Presiden bilang, pemerintah dan DPR bisa mendapatkan masukan-masukan atau substansi lebih baik sesuai keinginan masyarakat.

Baca juga: Kuat Nuansa Pebisnis, Minim Urus Masalah Rakyat, Tunda Pengesahan RUU Pertanahan

Dengan penundaan pengesahan beberapa RUU ini, Jokowi berharap pembahasan bisa lanjut periode DPR 2019-2024. Dia berharap, masukan dari berbagai kalangan terkait substansi beberapa RUU ini bisa terakomodir DPR.

“Saya sampaikan, masukan-masukan yang baik dari masyarakat harus didengar DPR. Sampaikan, draf materi seperti apa, bawa substansi-substansinya ke DPR. Ini kan sudah masuk ke proses, nanti akan dibicarakan di DPR,” katanya.

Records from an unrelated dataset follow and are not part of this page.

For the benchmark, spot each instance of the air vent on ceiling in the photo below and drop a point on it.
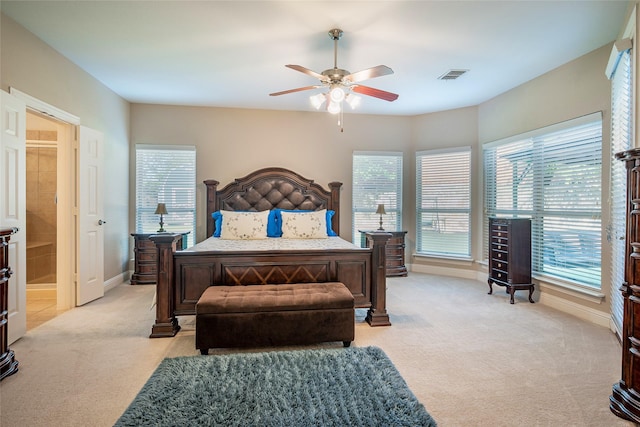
(452, 74)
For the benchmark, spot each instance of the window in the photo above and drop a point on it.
(443, 202)
(552, 176)
(166, 174)
(377, 179)
(621, 134)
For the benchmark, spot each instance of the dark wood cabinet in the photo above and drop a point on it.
(394, 252)
(625, 399)
(510, 255)
(8, 362)
(144, 264)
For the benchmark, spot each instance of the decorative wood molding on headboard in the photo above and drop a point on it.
(272, 188)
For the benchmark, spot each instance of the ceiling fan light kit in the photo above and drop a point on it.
(341, 84)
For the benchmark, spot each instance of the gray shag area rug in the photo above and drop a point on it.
(328, 387)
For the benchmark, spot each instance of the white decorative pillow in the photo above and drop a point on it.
(244, 225)
(304, 225)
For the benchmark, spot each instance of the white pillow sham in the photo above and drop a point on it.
(304, 225)
(244, 225)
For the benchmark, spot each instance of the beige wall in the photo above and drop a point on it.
(575, 89)
(234, 142)
(31, 66)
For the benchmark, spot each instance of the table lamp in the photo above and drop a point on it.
(162, 210)
(380, 211)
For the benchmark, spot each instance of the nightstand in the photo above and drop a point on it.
(394, 252)
(144, 266)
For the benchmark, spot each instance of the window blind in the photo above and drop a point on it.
(377, 179)
(621, 128)
(552, 176)
(443, 202)
(166, 174)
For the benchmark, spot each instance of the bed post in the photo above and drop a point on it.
(377, 314)
(212, 187)
(335, 204)
(166, 324)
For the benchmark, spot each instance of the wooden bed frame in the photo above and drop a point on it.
(183, 276)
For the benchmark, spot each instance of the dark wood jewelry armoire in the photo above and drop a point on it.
(625, 399)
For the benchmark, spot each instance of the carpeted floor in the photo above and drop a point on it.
(470, 358)
(278, 388)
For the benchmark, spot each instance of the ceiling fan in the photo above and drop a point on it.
(341, 82)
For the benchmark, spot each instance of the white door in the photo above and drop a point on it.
(90, 243)
(13, 205)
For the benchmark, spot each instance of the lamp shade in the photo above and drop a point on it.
(161, 209)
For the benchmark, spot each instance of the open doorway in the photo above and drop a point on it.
(44, 135)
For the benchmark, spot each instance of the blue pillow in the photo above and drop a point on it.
(273, 229)
(217, 220)
(329, 216)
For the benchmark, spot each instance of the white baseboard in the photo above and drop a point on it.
(444, 271)
(116, 281)
(47, 290)
(578, 310)
(558, 303)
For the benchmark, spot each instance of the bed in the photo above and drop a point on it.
(183, 275)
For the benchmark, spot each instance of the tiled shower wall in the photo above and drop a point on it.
(41, 214)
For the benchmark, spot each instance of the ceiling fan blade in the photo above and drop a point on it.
(376, 93)
(369, 73)
(284, 92)
(308, 72)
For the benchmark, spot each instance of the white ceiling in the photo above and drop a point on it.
(232, 53)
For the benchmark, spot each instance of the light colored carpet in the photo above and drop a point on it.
(472, 359)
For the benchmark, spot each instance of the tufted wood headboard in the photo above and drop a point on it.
(272, 188)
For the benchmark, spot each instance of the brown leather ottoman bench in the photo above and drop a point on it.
(271, 315)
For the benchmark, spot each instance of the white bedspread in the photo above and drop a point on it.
(271, 244)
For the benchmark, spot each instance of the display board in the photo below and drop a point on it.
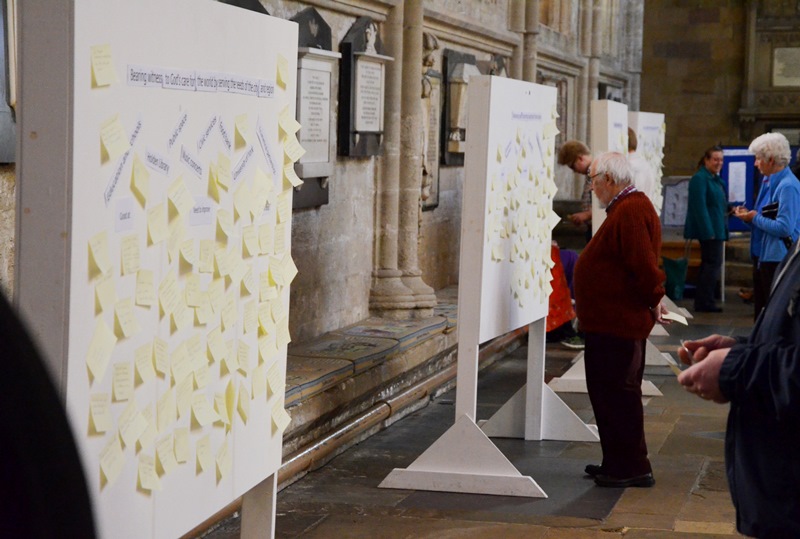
(650, 130)
(608, 133)
(182, 142)
(508, 217)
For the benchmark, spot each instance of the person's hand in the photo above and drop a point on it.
(580, 218)
(702, 378)
(744, 214)
(695, 351)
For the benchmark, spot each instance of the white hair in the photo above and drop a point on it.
(616, 166)
(772, 146)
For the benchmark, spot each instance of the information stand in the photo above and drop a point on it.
(154, 257)
(504, 284)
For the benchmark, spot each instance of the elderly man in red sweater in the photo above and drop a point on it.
(618, 290)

Senin siang ini, Komisi II DPR mengagendakan rapat kerja bersama pemerintah membahas tindak lanjut dari RUU Pertanahan. Agenda ini semula mengundang beberapa menteri terkait, seperti Menteri ATR/BPN, Menteri Lingkungan Hidup dan Kehutanan, Menteri Dalam Negeri, Menteri Energi dan Sumber Daya Mineral (ESDM), Menteri Kelautan dan Perikanan maupun Kementerian Hukum dan HAM. Rapat ini batal karena masih terdapat penolakan dari mayoritas fraksi terhadap RUU Pertanahan ini.

Baca juga: RUU Pertanahan, Sudahkah Menjawab Persoalan Agraria?

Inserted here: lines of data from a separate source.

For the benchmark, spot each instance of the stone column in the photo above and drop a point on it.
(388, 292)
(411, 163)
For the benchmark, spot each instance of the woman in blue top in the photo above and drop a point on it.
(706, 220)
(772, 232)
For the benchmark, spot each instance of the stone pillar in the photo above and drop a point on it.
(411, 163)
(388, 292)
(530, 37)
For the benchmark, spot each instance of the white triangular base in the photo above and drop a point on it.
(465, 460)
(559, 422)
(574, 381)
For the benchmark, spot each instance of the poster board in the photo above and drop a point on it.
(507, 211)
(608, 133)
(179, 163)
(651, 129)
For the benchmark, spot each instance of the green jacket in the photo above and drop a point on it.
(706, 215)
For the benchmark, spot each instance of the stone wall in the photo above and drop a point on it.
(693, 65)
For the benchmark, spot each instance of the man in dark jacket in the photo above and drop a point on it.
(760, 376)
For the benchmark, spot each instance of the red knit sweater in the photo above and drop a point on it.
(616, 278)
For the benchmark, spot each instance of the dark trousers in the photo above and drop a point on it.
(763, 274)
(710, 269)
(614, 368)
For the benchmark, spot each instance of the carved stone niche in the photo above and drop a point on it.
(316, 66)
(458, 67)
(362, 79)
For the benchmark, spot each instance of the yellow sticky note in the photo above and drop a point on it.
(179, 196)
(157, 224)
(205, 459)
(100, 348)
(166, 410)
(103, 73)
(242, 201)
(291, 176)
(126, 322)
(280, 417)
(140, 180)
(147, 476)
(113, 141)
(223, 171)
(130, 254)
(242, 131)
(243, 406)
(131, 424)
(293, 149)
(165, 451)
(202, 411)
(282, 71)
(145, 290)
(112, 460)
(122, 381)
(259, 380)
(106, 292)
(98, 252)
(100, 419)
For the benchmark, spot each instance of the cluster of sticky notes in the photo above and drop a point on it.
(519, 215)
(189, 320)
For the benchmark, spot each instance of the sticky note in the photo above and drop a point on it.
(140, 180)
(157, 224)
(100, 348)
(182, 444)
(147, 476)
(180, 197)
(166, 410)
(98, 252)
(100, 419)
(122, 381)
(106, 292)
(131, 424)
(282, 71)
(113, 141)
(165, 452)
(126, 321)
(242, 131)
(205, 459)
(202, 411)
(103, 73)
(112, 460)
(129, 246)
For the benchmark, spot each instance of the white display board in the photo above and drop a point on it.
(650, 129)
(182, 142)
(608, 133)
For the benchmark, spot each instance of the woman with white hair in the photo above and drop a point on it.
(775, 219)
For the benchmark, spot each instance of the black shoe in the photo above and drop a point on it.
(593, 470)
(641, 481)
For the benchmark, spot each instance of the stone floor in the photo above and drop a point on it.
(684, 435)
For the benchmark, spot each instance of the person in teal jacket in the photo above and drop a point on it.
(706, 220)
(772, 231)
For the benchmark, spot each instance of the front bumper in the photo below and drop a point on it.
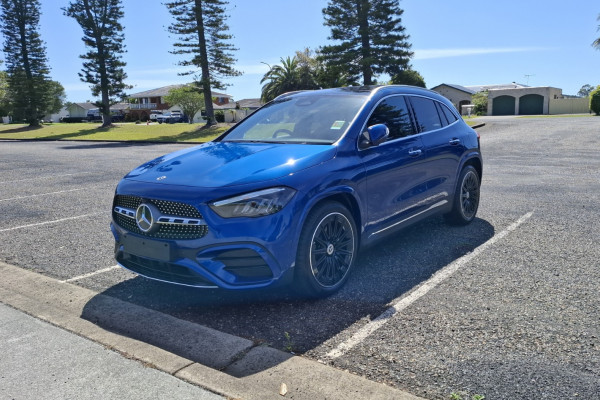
(233, 265)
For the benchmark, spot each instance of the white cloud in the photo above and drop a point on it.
(425, 54)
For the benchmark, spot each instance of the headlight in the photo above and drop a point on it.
(254, 204)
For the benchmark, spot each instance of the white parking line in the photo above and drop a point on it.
(46, 177)
(51, 222)
(43, 194)
(100, 271)
(403, 302)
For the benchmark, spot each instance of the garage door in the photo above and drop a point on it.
(503, 105)
(531, 104)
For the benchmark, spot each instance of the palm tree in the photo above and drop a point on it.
(281, 78)
(596, 43)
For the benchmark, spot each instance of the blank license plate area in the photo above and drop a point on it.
(147, 248)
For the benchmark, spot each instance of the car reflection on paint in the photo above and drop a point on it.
(291, 194)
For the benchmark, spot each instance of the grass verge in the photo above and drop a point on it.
(118, 132)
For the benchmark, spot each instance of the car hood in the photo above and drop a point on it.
(217, 164)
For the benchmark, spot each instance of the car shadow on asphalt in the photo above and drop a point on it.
(286, 321)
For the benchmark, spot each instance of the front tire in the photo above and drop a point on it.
(326, 250)
(466, 197)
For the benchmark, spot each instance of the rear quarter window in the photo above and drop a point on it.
(426, 114)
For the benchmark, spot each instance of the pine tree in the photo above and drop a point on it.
(596, 42)
(369, 39)
(202, 31)
(26, 64)
(103, 66)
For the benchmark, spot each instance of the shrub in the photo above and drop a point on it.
(595, 100)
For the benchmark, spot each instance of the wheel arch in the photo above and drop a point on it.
(476, 163)
(346, 196)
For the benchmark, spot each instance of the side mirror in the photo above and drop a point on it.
(377, 134)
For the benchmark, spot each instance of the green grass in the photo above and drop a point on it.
(117, 132)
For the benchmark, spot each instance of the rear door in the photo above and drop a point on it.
(442, 139)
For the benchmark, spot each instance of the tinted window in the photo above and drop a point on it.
(441, 113)
(450, 116)
(393, 112)
(426, 114)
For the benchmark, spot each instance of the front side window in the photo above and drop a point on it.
(393, 112)
(426, 114)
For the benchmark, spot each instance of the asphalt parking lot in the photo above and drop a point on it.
(511, 312)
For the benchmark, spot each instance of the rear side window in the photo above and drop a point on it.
(426, 114)
(393, 112)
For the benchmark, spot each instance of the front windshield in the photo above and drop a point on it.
(311, 117)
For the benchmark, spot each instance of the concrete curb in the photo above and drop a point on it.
(186, 350)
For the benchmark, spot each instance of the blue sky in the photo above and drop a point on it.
(542, 43)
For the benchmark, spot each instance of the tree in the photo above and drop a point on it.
(595, 100)
(103, 66)
(26, 63)
(5, 106)
(202, 31)
(322, 75)
(57, 97)
(287, 77)
(188, 98)
(369, 37)
(585, 91)
(408, 77)
(596, 42)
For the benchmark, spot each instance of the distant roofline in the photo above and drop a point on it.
(163, 91)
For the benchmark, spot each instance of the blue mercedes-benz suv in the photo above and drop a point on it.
(291, 193)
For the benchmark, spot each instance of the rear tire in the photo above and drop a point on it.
(326, 250)
(466, 197)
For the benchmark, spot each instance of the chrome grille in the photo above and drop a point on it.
(177, 220)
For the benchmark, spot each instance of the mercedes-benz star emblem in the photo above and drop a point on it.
(144, 217)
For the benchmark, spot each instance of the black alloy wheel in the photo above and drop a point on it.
(327, 250)
(466, 197)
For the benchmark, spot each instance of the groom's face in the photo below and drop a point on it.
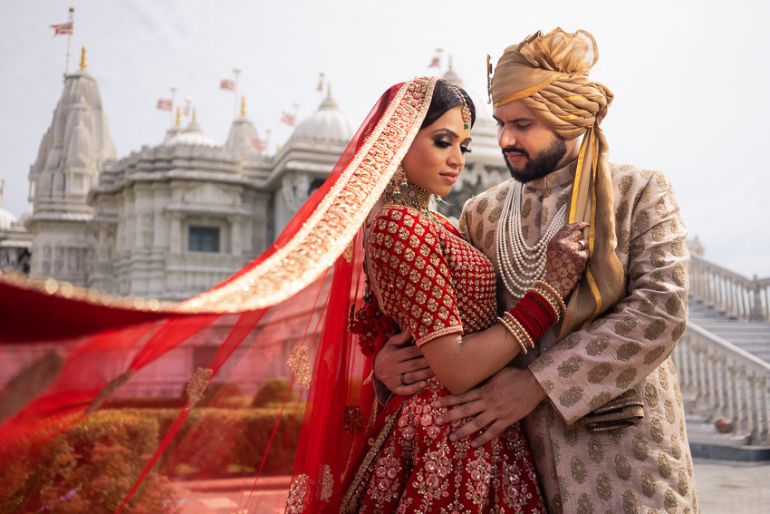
(530, 147)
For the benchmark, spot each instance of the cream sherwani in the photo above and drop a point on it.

Mardani Ali Sera, anggota DPR dari Fraksi Partai Keadilan Sejahtera mengatakan, masih terdapat permasalahan dalam substansi RUU Pertanahan hingga DPR sepakat menunda pengesahan.

“Raker belum bisa memasukkan agenda pengesahan karena tingkat satu harus hari ini. Karena hari ini tak jadi, minta pendalaman semua, agak berat periode sekarang disahkan,” katanya.

 

Bagaimana nasib hutan adat yang nasih berkonflik dengan perusahaan, kalau RUU Pertanahan, sah? Begini hutan adat Kinipan, setelah pembukaan untuk kebun sawit perusahaan. Foto: dokumen Laman Kinipan

 

Mardani bilang secara umum, menginginkan RUU Pertanahan ini bisa jadi kepastian dalam mengimplementasikan reforma agraria.

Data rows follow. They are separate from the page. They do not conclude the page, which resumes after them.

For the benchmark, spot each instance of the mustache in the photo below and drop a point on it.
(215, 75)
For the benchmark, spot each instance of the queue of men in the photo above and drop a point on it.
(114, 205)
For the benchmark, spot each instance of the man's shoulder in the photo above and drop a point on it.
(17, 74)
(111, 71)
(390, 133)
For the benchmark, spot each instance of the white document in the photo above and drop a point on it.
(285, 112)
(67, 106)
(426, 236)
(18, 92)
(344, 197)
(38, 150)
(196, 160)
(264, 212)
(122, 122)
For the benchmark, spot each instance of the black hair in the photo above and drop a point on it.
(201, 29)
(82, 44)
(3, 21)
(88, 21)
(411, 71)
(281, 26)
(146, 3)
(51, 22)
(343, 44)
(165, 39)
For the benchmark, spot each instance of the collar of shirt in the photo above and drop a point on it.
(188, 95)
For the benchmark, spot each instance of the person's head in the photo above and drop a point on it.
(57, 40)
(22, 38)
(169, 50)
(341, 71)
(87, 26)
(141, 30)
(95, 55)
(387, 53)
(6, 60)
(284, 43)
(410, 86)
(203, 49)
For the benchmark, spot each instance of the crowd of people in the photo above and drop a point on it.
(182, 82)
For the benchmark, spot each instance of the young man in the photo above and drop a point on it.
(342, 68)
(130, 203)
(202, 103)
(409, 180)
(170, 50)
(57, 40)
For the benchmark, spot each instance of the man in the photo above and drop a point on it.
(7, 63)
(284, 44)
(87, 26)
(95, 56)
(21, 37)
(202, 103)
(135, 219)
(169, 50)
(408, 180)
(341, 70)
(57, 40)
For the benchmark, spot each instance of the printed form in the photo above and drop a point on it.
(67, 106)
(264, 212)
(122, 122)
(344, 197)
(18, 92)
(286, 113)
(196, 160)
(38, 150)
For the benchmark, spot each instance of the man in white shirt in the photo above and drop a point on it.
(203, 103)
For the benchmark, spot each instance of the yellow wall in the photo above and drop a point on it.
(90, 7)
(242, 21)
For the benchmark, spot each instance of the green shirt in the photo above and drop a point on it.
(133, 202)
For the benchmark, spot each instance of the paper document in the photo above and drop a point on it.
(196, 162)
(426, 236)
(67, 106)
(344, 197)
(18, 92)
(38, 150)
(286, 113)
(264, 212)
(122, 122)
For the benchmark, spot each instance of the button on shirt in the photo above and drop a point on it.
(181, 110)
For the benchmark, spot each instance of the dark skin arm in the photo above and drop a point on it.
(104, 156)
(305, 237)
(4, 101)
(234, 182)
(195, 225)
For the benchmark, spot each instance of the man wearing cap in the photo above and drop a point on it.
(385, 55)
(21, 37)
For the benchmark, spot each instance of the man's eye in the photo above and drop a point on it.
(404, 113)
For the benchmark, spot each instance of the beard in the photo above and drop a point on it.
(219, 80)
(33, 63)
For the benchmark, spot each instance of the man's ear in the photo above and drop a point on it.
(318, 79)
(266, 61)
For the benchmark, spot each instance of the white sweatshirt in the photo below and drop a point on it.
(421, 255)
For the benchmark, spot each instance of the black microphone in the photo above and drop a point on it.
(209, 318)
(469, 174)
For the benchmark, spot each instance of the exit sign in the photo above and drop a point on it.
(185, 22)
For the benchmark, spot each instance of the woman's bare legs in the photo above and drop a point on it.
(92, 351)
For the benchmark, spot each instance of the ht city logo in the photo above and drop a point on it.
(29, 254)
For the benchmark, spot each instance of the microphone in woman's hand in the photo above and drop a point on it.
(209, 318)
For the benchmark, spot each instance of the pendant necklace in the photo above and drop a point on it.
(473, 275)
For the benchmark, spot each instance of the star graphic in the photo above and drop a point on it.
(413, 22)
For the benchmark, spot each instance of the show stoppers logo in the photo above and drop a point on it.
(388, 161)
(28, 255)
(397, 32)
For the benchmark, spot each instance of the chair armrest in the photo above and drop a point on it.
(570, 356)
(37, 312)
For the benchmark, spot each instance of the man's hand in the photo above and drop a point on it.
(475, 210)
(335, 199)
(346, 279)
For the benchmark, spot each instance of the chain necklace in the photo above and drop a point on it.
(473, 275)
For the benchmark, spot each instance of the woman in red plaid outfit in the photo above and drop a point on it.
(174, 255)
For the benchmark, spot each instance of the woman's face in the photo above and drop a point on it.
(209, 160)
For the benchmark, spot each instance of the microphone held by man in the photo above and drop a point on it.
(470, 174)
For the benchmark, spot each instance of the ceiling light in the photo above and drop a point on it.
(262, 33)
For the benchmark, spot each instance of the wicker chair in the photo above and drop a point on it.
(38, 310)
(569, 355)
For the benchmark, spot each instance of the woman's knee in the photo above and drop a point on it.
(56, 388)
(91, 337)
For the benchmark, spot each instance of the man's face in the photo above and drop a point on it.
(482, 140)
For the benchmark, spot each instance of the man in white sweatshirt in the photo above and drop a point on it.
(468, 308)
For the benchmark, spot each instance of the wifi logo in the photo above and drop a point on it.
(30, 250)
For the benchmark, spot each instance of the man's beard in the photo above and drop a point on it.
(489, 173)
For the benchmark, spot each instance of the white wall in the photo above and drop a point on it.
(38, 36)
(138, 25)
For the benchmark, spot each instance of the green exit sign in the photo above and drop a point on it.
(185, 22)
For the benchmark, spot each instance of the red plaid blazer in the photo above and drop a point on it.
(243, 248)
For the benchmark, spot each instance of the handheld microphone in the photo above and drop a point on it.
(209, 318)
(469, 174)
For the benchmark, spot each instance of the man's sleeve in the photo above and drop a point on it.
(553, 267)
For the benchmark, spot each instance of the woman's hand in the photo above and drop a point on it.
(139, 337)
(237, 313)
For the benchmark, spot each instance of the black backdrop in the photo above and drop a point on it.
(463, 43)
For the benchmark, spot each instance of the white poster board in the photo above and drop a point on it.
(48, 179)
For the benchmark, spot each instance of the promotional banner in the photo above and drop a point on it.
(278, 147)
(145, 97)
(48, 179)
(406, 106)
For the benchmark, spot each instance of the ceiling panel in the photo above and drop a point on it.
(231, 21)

“Rasio gini tanah kita berapa, kita masih meriksa dengan HGU yang dulu di naskah Akademik maksimal perkebunan 10.000 hektar. Kemudian, perumahan 200 hektar, pertanian 50 hektar. Tiba-tiba hilang semua. Itu diserahkan kepada menteri, wah terlalu besar kewenangan menteri. Kami ingin limitasinya jelas hingga penguasaan tanah negara bisa untuk tanah obyek reforma agraria (tora).”

Baca juga: Komnas HAM Minta DPR Tunda Pengesahan RUU Pertanahan

Arif Wibowo, anggota DPR dari Fraksi PDIP mengatakan, semua fraksi menolak pengesahan RUU Pertanahan hingga tak bisa pada periode sekarang.

“Jadi, tidak bisa disahkan bulan ini. Nanti, periode DPR mendatang langsung masuk Prolegnas 2019-2024, sekaligus Prolegnas 2020. Itu kalau pandangan PDIP. Hari ini, tak ada pembahasan tingkat satu. Jadi tak akan disahkan di paripurna besok.”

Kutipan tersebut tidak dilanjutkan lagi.